Mozambique Takes Step Closer to Becoming a Global LNG Player
Mozambique moved closer to becoming a player on the fast-growing global market for liquefied natural gas, eight years after the first major deep-water discovery there.
The development of hydrocarbon resources is crucial for the southern African country, which has struggled this year to service its debt. While the LNG projects will require tens of billions of dollars in funding and take years to develop, they offer a way to stimulate growth in one of the world’s poorest countries.
Exxon Mobil Corp. and Eni SpA said Thursday that they have started marketing gas that would be produced from the planned Rovuma LNG project. The companies expect to make a final decision on whether to proceed with the onshore plant next year. Anadarko Petroleum Corp., which said in April it has secured enough customers for its own project, also plans to make its investment decision in the first half of 2019, Mitch Ingram, executive vice president for international deep water and exploration, said at the World Gas Conference in Washington on Wednesday.

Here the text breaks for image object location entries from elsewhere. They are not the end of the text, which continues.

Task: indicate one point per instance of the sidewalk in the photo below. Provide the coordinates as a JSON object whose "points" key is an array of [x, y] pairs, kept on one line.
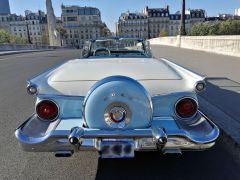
{"points": [[2, 53]]}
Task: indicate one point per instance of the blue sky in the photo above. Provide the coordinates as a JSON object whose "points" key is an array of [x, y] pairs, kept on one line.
{"points": [[111, 9]]}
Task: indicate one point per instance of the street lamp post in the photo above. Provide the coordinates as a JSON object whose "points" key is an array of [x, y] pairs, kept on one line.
{"points": [[28, 34], [182, 30]]}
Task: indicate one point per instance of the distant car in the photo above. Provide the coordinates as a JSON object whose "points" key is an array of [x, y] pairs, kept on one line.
{"points": [[116, 99]]}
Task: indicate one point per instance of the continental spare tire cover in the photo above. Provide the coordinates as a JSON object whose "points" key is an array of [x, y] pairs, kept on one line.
{"points": [[117, 102]]}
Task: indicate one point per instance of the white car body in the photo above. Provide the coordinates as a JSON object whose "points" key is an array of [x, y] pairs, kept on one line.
{"points": [[83, 90]]}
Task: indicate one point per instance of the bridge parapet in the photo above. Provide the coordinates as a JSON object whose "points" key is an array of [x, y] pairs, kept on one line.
{"points": [[226, 45]]}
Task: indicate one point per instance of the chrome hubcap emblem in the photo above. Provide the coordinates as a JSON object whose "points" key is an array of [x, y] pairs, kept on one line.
{"points": [[117, 114]]}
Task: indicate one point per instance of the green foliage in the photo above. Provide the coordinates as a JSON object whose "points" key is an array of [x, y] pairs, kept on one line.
{"points": [[6, 37], [229, 27], [163, 33], [62, 31]]}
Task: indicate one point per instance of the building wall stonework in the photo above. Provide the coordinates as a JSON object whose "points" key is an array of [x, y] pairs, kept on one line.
{"points": [[226, 45], [156, 22], [82, 24]]}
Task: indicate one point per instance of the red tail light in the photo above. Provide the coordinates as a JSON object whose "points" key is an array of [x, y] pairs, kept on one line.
{"points": [[186, 108], [47, 110]]}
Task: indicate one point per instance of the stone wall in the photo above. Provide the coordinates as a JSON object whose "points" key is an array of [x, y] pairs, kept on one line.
{"points": [[18, 47], [226, 45]]}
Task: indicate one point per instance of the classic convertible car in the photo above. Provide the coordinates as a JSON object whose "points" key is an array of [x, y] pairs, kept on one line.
{"points": [[117, 99]]}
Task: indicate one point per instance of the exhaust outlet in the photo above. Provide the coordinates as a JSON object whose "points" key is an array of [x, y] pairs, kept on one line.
{"points": [[172, 151], [76, 135], [63, 154]]}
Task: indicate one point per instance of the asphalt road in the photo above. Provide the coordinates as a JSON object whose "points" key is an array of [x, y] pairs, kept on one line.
{"points": [[16, 106]]}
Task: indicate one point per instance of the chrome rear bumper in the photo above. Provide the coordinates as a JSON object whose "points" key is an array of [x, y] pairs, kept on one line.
{"points": [[154, 138]]}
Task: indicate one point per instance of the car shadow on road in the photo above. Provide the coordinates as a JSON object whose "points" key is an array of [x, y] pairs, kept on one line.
{"points": [[215, 163], [224, 93]]}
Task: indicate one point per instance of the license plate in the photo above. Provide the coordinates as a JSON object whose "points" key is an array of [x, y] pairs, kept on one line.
{"points": [[117, 149]]}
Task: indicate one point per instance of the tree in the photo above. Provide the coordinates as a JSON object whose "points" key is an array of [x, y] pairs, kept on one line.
{"points": [[163, 33], [4, 36], [182, 26], [229, 27], [62, 31]]}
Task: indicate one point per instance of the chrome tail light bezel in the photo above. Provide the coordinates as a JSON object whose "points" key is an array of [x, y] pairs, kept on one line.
{"points": [[195, 104], [44, 119]]}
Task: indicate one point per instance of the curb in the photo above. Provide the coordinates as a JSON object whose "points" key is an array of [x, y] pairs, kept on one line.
{"points": [[26, 51]]}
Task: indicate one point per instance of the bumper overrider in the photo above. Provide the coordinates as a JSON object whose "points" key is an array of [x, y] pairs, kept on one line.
{"points": [[160, 136]]}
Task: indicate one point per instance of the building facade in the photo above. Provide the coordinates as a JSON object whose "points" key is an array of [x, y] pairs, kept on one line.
{"points": [[133, 25], [18, 26], [4, 7], [156, 22], [35, 23], [175, 22], [82, 24]]}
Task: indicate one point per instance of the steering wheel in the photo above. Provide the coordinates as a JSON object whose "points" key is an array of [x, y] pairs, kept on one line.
{"points": [[106, 50]]}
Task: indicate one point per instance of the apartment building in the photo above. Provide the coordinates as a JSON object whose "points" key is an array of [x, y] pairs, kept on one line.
{"points": [[155, 22], [82, 24]]}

Mozambique expects LNG production to begin from the nation’s first development by the end of 2022. Under the baseline scenario, total state revenues would amount to $49.4 billion over the lifetimes of various projects, the government said in a presentation to creditors with whom it’s trying to restructure its debt.
Exxon last year bought half of Eni’s stake in Area 4, which will supply both the planned onshore Rovuma LNG plant and a $7 billion Coral South floating liquefaction project. Exxon will lead the construction and operation of Rovuma LNG should the partners decide to go ahead with it. Eni will operate Coral South, which it green-lit in 2017.
BP Plc has a 20-year contract to buy all of the Coral South production.